Leander Haußmann memberikan peran-peran utama kepada pemain yang saat itu sama sekali belum dikenal, namun peran-peran pembantu diberikan kepada veteran-veteran ternama seperti Katharina Thalbach, Henry Hübchen dan Ignaz Kirchner.
Kritik dan saran:
“Film pertama dari sutradara teater Leander Haußmann menginginkan sebuah dongeng bohong dan kehormatan. Oleh karena itu film ini masuk ke bioskop pada ulang tahun ke-50 berdirinya DDR. Tentu saja film ini bisa diputar pada tanggal 9 November, bertepatan dengan hari runtuhnya tembok Berlin, namun merayakan hari kematian tidaklah baik. Dan film ini merayakan sesuatu yang sepuluh tahun yang lalu mati bersamaan dengan DDR: penyangkalan prinsip hidup – dan meskipun itu sangat kecil. Dalam SONNENALLEE ada banyak hal-hal yang subversif dan sejenisnya. Mereka memanipulasi banyak hal seperti juga Michael yang sebagai pejuang menulis di buku harian yang kemudian dipersembahkannya untuk Miriam.“ (Frankfurter Allgemeine Zeitung)
“Selamat datang ke keabsurdan, juga dikenal sebagai zone timur. Ini pertengahan tahun 70-an dan semua hal tak mungkin: Michael ingin menjadi pop star dan pacar Miriam. Anak-anak muda mendambakan perjuangan dan Rolling Stones (harga sebuah piringan hitam di pasar gelap: 250 Ostmark), orang tua mereka mendambakan telefon dan stocking nylon. Paling tidak benda yang disebutkan terakhir diselundupkan seorang paman dari Barat. Sisanya adalah keseharian yang licik: Ada meja lipat yang bandel, pesta kelas yang garing, tetangga Stasi, narkoba buatan pemerintah (“Asthmakraut dari Halle“), FDJ dan tembok. Yang disebut terakhir membentang melalui Sonnenallee – sebuah jalan yang terbagi di Berlin yang terbagi.“ (Cinema)

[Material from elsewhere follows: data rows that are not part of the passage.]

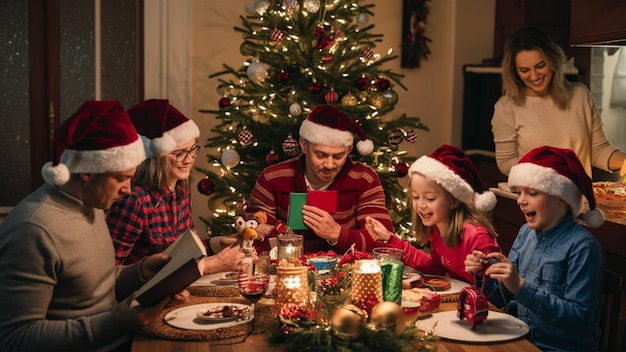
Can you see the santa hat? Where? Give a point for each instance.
(330, 126)
(558, 172)
(452, 169)
(98, 138)
(162, 128)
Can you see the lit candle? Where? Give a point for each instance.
(367, 282)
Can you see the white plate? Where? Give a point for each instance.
(187, 317)
(497, 327)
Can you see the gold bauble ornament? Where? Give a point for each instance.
(348, 321)
(349, 100)
(377, 100)
(388, 316)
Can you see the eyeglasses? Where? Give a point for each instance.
(183, 154)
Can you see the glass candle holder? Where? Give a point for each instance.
(290, 247)
(367, 285)
(391, 266)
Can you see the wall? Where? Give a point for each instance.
(434, 90)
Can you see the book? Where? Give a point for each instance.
(181, 271)
(325, 200)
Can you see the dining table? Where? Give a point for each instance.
(259, 341)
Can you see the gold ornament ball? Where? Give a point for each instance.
(348, 321)
(349, 100)
(388, 316)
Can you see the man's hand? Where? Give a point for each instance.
(321, 222)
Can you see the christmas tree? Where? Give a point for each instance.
(303, 54)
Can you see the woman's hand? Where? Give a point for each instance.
(377, 230)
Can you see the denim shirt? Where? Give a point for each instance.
(561, 297)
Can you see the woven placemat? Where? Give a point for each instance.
(263, 317)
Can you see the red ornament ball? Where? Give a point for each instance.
(206, 186)
(362, 83)
(401, 169)
(291, 146)
(331, 97)
(271, 158)
(224, 102)
(382, 84)
(315, 87)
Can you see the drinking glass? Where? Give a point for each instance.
(252, 287)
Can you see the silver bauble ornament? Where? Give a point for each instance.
(230, 158)
(348, 321)
(388, 316)
(256, 71)
(295, 109)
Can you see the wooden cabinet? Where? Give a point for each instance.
(598, 22)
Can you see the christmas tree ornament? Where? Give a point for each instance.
(401, 169)
(206, 186)
(410, 136)
(276, 36)
(368, 53)
(331, 96)
(224, 102)
(348, 321)
(363, 83)
(382, 84)
(249, 8)
(260, 6)
(295, 109)
(348, 100)
(245, 136)
(388, 316)
(271, 158)
(230, 158)
(291, 146)
(282, 77)
(256, 71)
(311, 6)
(315, 87)
(377, 100)
(362, 18)
(391, 96)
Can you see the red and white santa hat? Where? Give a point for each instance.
(330, 126)
(558, 172)
(161, 126)
(453, 170)
(98, 138)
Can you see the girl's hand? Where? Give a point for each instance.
(377, 230)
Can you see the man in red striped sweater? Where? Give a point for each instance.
(326, 140)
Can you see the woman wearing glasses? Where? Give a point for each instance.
(158, 209)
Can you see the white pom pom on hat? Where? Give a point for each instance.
(453, 170)
(162, 128)
(558, 172)
(328, 125)
(98, 138)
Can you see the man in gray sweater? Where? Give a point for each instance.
(60, 289)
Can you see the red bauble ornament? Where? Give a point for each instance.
(224, 102)
(382, 84)
(401, 169)
(411, 136)
(245, 136)
(362, 83)
(276, 36)
(291, 146)
(271, 158)
(331, 97)
(315, 87)
(206, 186)
(282, 77)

“Nampaknya kita memang sangat lelah untuk menyaksikan kehidupan di DDR dalam bentuk dramaturgi pertelevisian, sehingga sekarang SONNENALLEE berfungsi seperti jalur pemisah pemahaman – penuh makna ditempatkan dalam rangka 50 tahun berdirinya DDR pada tanggal 7 Oktober.” (Kölner Stadt-Anzeiger)
“‘Dari awal sampai akhir membuat muntah, tapi kami benar-benar terhibur‘, itulah akhir film ini jika diungkapkan dengan provokatif.“ (Deutsches Allgemeines Sonntagsblatt)

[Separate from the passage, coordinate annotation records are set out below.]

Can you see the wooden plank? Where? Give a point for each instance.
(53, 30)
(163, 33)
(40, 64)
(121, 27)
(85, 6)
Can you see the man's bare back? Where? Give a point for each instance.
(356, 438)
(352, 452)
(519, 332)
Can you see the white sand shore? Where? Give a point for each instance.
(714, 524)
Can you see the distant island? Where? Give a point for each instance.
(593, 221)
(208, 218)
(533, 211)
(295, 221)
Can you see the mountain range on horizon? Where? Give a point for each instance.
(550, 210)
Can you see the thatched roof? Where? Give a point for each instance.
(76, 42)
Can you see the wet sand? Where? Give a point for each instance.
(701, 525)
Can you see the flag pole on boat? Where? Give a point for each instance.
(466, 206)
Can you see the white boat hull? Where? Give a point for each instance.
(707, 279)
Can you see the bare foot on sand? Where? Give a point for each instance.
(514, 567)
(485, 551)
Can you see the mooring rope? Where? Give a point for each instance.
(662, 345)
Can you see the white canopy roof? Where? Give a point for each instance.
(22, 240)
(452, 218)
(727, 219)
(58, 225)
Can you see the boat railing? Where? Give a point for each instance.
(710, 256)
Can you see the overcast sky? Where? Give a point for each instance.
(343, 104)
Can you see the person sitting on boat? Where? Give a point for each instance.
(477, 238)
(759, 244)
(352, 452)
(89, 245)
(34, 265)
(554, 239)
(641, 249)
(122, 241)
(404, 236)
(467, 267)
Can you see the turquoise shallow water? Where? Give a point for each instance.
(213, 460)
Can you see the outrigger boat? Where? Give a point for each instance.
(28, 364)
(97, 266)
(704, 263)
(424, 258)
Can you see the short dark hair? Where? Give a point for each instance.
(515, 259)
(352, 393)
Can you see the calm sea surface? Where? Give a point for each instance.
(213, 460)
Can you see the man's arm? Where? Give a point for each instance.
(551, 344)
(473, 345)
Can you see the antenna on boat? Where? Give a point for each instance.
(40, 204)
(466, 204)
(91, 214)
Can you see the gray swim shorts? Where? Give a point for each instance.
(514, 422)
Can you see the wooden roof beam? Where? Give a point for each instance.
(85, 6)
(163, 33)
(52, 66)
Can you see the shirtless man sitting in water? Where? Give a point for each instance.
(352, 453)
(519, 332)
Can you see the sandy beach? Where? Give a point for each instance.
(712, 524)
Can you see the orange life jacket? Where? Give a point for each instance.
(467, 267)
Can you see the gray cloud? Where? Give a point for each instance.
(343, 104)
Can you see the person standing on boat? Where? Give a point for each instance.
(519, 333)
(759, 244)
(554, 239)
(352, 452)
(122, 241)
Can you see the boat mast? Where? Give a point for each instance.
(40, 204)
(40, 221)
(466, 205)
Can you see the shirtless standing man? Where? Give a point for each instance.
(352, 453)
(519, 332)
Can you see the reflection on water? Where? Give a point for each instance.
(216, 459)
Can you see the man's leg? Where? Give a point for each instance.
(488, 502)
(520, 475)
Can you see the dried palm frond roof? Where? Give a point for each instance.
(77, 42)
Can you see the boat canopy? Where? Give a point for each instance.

“Mungkin kata diktator diganti dengan monarki. DDR yang pasca-stalinistis (!) DDR memang sedikit diktator daripada monarki diletantis. Sebuah monarki-pekerja. Dengan pemerintahan dan orang-orang gila. Dan terlalu banyak kurir dengan tugas khusus. Dengan cara berbicara sendiri ada hal-hal buruk tentang penghinaan terhadap kepala negara. Para kaum terjajah pun tidak bisa sesukanya pergi ke mana mereka mau. Monarki diparodikan. Dan buku-bukunya Brussig berbau Schwejk. Schwejk dalam kediktatoran, nampaknya tak mungkin. Namun Schwejk di DDR, ternyata pas sekali. Hampir setiap orang adalah Schwejk dan Brussig dan Haußmann yang bersama-sama menulis skenario untuk SONNENALLEE telah menempatkan monumen ironis tingkat tinggi dan absurd.“ (Tagesspiegel)
Biografi sutradara:
Leander Haußmann mengambil studi di sekolah tinggi Berliner Hochschule für Schauspielkunst Ernst Busch. 1991 ia dinobatkan sebagai sutradara muda berbakat terbaik, 1995 ia mengambil alih kepemimpinan Schauspielhaus Bochum yang dipegangnya sampai tahun 2000. Untuk film bioskopnya SONNENALLE pada tahun 2000 Haussmann dan Thomas Brussig memperoleh penghargaan perak Drehbuchpreis der Bundesregierung und den Deutschen Filmpreis. Sejak saat itu kemampuan penyutradaraan teaternya direalisasikannya di Volksbühne di Berlin, di Berliner Ensemble, di Thalia-Theater di Hamburg dan di Residenz-Theater di München.